Question: What's the difference between a modulation and a key change? - S.P.

Answer: Sometimes people use these terms interchangeably, but I think it's better to reserve the term "modulation" for a prepared key change, as opposed to an abrupt switch to a new key. Typically the modulation will involve a pivot chord that is found in both keys. For example, in C major one could write I, IV, V, I, ii, V, then alter the ii to a major triad or a major triad with a seventh. The new II7 chord now sounds like a V7 in the key of G, and the I that preceded it now seems like a IV in the new key - the I/IV is the pivot. Another method of modulation is to change the function of a diminished seventh chord: changing the names (but not the actual pitches) of some notes so that, for example, what was a vii dim 7 in the key of C becomes a vii dim 7 in a different key - the vii dim 7 is very flexible this way.

An abrupt key change is a device sometimes found in popular song, in which a verse might be repeated but with melody and harmony all moved up a step.
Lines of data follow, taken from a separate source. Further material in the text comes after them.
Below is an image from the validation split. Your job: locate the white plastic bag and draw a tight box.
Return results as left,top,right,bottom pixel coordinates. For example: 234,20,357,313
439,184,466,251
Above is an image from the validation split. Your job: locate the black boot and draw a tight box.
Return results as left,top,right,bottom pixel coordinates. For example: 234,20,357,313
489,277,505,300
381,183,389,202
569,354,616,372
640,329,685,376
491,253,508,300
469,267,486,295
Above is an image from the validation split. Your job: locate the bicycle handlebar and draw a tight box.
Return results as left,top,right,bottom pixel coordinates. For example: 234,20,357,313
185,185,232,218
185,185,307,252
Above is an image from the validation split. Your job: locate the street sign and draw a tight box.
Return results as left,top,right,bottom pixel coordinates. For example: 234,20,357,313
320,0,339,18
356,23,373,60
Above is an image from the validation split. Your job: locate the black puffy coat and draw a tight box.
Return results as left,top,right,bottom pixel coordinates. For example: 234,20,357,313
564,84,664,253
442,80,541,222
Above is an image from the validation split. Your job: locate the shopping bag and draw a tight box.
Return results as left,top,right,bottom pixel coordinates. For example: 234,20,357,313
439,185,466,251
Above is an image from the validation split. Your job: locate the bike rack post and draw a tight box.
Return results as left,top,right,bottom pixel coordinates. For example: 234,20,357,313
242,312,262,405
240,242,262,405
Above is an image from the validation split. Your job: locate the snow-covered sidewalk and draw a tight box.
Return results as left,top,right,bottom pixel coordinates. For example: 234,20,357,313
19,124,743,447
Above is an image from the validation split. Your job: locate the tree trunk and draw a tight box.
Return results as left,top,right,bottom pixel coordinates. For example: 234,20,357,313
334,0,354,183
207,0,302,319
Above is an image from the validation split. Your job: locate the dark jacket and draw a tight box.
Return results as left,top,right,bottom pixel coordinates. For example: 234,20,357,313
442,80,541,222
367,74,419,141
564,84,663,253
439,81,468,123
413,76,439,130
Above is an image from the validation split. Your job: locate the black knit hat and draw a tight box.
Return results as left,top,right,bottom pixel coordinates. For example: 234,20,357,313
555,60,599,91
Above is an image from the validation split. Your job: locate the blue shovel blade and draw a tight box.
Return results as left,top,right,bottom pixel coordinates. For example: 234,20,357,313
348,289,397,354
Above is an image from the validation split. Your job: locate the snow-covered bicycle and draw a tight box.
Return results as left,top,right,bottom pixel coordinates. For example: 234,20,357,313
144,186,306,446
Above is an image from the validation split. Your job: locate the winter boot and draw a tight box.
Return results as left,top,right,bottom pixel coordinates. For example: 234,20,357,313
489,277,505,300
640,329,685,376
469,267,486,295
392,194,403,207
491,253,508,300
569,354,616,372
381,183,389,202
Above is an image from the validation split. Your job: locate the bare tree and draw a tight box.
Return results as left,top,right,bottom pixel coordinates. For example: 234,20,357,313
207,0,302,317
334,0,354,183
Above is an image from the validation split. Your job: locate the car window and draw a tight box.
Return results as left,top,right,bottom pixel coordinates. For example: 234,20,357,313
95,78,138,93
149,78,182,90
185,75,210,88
The key changes, but it's not really a modulation. Think of this as being like rectangles and squares: not all rectangles are squares, but every square is a rectangle. Not all key changes involve modulation, but every modulation is a key change. Finally, not every change of key requires a change of key signature. A key signature is a convenience for reading since it cuts down on the number of accidentals, but many pieces change key without any change of signature.